Date: Fri, 9 Nov 2007 11:38:06 -0500
Reply-To: Sigurd Hermansen <HERMANS1@WESTAT.COM>
Sender: "SAS(r) Discussion" <SAS-L@LISTSERV.UGA.EDU>
From: Sigurd Hermansen <HERMANS1@WESTAT.COM>
Subject: Re: Which is quicker: view on view or several lookups?
In-Reply-To: <1194608493.926273.77270@o3g2000hsb.googlegroups.com>
Content-Type: text/plain; charset="us-ascii"
Sander:
I don't have any detail on how DI Studio works. Views in SAS PROC SQL
run behind the scene, so much depends on sources of data (Oracle, OLEdb,
DB2 SAS/Access engines as well as SAS datasets). Judging from what I
have seen from the outside, the SAS SQL compiler determines how data
pipe through a series of stored and in-line views. Views execute in
sequence, much like nested sub-queries, so SAS caches data in a way that
fits within an execution plan.
In SAS SQL the LEFT JOIN almost always forces sorting operations. Hash
object equivalents almost always work much quicker, often dramatically
so. Why not test what you are trying to do in SAS PROC SQL? The
invaluable SAS-L Archives contain many postings on SQL performance,
including the LEFT JOIN, hash object look-up and summarization, and data
transformations. Some of the implementations of declarative programs
come very close to the theoretical O(N) limit of performance on current
platforms.
If you are depending on DI to optimize declarative programs, you'll
pretty much have to settle for whatever execution plan DI writes. SAS
PROC SQL tests could show whether it makes sense to depend on DI, or
whether intervening might improve performance significantly.
S
-----Original Message-----
From: owner-sas-l@listserv.uga.edu [mailto:owner-sas-l@listserv.uga.edu]

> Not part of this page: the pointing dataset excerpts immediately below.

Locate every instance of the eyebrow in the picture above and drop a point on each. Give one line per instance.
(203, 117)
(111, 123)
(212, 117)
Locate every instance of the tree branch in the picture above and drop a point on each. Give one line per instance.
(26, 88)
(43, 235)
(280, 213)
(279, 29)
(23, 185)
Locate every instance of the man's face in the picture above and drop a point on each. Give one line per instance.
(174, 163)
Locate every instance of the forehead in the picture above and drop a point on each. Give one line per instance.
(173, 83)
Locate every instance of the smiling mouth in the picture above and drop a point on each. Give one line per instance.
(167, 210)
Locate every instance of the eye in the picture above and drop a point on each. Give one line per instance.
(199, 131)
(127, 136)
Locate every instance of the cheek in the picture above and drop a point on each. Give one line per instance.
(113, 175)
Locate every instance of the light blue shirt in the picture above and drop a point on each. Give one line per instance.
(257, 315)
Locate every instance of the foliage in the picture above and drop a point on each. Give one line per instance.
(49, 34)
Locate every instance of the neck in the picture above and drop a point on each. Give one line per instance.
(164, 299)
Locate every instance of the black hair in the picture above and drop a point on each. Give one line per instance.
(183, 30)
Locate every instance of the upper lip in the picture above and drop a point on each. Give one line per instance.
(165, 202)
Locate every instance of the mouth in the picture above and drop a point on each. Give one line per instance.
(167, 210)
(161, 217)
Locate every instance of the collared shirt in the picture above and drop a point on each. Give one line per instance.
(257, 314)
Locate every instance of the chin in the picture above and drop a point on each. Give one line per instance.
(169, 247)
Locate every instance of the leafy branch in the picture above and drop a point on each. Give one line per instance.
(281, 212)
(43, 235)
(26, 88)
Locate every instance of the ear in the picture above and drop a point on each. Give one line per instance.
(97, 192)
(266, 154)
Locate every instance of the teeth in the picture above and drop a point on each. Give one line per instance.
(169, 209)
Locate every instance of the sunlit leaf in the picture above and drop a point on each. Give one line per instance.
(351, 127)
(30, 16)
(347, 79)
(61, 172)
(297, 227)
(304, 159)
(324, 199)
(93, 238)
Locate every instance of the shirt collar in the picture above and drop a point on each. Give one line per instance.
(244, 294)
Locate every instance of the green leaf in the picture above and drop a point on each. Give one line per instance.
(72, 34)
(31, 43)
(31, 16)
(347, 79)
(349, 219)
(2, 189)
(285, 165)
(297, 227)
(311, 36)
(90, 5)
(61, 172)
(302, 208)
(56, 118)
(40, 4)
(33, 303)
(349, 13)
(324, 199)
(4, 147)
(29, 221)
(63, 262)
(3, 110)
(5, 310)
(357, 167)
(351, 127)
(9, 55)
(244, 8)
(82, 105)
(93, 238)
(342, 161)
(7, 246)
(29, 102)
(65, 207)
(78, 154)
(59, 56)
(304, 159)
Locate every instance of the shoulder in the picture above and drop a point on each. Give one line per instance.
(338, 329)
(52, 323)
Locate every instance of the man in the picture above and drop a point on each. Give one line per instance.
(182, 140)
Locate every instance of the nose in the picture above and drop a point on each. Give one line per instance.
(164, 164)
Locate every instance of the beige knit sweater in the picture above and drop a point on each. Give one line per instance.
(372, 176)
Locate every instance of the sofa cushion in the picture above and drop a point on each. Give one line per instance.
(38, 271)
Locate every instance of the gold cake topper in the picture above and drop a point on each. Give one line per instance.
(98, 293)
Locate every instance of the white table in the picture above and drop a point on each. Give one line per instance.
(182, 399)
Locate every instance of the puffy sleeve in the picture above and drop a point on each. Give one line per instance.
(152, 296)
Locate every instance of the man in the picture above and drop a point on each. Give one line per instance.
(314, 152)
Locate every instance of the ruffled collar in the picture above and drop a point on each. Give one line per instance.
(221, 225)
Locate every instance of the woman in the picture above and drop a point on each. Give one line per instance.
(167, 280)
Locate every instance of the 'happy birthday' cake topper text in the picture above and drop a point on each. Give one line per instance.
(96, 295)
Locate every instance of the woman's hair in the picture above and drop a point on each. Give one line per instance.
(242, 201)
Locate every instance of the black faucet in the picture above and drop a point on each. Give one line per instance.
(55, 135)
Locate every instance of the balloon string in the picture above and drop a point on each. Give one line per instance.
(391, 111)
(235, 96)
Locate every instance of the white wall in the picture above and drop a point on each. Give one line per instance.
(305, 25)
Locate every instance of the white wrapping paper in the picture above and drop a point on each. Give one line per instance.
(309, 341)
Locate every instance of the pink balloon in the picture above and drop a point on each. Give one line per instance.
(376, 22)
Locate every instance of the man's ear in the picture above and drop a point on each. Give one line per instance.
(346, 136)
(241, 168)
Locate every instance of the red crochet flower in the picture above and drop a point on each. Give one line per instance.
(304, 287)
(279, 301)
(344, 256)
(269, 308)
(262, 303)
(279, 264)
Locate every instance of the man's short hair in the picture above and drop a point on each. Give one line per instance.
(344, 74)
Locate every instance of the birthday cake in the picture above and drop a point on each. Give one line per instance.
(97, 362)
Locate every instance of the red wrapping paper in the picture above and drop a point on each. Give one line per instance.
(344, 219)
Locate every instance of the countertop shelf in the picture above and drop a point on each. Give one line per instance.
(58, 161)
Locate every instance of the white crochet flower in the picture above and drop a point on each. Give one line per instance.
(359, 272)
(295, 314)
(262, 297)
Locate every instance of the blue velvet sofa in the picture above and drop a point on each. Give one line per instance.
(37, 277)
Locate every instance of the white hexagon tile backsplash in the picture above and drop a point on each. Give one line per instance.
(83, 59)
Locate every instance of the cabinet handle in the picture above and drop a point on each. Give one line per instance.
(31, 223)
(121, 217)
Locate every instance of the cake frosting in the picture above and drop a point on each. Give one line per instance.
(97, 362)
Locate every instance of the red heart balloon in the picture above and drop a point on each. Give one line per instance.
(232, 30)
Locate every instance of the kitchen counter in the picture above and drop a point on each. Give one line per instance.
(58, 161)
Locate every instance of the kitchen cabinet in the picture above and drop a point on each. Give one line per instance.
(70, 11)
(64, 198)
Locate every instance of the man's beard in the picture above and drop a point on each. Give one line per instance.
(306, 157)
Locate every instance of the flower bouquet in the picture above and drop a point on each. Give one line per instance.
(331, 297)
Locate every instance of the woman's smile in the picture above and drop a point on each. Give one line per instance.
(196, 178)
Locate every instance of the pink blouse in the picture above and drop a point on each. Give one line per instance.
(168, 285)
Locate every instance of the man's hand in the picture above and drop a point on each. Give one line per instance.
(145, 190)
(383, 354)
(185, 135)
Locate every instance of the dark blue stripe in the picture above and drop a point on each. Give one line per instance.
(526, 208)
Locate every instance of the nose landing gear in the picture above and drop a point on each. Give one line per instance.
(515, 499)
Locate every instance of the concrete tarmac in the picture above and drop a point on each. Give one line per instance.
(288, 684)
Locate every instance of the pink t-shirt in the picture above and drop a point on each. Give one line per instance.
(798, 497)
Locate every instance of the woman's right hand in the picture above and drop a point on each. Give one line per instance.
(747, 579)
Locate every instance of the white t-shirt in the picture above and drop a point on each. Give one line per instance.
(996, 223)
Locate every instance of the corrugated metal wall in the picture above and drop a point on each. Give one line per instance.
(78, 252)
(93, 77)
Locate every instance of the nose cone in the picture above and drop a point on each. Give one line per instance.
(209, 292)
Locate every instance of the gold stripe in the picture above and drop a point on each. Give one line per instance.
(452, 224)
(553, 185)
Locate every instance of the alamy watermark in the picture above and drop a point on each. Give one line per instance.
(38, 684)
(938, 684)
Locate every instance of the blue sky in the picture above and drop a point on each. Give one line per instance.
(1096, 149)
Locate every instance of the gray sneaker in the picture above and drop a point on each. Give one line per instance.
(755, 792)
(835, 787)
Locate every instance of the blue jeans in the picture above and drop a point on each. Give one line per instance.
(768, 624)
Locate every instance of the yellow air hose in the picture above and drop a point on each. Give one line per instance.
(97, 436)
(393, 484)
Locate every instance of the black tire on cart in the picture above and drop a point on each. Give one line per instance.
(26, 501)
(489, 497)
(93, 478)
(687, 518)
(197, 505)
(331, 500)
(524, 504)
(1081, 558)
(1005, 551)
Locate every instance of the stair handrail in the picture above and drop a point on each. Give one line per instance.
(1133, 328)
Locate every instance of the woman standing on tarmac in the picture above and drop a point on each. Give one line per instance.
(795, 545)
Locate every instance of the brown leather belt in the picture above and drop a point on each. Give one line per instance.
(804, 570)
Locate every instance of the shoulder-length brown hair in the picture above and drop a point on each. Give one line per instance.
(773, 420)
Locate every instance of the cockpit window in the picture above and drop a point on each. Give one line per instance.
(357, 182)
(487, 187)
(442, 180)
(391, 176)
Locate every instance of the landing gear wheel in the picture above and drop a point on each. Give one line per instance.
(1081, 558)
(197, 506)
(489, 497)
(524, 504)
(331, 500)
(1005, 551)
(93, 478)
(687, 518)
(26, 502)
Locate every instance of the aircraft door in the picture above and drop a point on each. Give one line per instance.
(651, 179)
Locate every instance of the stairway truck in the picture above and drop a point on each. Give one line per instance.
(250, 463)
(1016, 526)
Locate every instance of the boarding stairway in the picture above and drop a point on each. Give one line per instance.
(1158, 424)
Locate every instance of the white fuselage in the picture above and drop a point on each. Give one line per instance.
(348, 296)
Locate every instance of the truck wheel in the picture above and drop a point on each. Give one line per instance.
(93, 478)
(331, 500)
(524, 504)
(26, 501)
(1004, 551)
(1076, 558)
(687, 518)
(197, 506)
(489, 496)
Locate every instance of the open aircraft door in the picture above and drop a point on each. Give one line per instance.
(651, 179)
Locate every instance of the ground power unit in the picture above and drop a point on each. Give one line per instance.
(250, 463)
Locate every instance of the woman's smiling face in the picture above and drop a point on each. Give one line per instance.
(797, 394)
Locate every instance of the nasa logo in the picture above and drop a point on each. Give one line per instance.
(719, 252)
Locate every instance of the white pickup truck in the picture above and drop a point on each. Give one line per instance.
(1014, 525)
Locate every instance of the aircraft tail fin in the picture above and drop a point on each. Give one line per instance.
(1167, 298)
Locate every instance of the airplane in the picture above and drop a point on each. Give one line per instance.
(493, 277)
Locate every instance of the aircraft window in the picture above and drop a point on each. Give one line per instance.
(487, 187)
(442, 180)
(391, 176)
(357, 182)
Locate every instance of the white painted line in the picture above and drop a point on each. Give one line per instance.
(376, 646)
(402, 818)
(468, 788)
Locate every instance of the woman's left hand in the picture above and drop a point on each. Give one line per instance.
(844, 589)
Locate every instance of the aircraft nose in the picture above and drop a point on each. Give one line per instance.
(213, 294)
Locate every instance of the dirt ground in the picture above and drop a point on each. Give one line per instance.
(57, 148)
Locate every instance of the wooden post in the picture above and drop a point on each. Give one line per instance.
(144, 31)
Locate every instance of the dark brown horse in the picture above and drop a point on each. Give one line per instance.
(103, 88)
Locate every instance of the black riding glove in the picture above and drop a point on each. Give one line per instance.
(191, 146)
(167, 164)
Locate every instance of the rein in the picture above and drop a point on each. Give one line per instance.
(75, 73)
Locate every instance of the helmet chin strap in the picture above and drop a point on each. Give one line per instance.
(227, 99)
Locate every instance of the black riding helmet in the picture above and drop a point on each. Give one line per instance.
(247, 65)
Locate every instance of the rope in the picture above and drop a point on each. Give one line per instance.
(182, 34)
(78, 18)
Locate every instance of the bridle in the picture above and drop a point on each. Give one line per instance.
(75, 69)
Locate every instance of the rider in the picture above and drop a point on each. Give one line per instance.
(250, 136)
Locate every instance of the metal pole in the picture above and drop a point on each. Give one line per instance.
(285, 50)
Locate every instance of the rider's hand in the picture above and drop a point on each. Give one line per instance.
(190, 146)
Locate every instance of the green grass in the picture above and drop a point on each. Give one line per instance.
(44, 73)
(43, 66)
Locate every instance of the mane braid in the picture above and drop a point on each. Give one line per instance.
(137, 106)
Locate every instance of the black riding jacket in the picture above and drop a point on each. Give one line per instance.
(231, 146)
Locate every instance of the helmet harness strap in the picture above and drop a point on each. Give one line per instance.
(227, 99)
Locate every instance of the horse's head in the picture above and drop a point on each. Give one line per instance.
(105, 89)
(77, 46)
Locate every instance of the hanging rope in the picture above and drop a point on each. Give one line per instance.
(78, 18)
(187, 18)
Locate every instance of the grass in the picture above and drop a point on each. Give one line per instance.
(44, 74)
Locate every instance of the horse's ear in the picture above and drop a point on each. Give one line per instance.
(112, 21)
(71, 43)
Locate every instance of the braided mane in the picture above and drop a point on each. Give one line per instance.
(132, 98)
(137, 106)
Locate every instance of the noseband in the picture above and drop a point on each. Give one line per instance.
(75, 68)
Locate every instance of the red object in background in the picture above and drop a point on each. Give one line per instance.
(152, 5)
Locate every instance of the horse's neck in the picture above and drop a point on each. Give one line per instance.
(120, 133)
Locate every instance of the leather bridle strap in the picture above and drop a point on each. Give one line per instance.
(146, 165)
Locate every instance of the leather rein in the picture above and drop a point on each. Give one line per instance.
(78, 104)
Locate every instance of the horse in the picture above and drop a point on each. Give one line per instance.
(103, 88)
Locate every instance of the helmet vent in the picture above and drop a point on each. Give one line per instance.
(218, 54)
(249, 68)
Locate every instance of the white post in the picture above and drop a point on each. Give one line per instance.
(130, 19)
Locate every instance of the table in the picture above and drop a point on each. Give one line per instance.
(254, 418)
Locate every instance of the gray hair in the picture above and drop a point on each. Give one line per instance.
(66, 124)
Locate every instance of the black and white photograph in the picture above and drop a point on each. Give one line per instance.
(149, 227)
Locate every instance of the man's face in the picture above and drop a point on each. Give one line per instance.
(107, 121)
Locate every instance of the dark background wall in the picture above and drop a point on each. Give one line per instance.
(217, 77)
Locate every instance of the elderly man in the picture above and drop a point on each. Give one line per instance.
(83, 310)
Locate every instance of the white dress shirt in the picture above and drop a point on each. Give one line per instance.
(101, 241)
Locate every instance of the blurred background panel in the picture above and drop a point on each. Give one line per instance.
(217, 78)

On Behalf Of Sander Burggraaff
Sent: Friday, November 09, 2007 6:42 AM
To: sas-l@uga.edu
Subject: Which is quicker: view on view or several lookups?
Example:
We have one dataset containing 10 million records. We also have 3 other
datasets that contain product information. Data of each of those 3
datasets has to be added to the 10 million records by not only a single
key variable but a date as well. So we have to check if a certain date
is between 2 dates in each record of those 3 datasets. Which method
would be better for using in DI Studio?
We can create 3 views with SQL left joins. View 2 would be based on view
1 and view 3 would be based on view 2. The idea behind this is that we
can reduce I/O operations by using views. SQL joins don't have a great
performance however.
Another way would be to use the lookup transformation in DI Studio which
uses hashing. This is a lot quicker than SQL join but the downside is
that we would be reading those 10 million records three times instead of
only once (!?!) when using the 3 views.
Now it's that last statement that has got us thinking. Will those 10
million records really be read only once when using views? We have our
doubts...
Unfortunately we haven't been able to find any information that
clarifies this point. We have found a thread in this newsgroup and we
read the SUGI 19-27 paper and we found out about the spill file but
we're still not convinced. Is there anyone with a definite answer to
this question?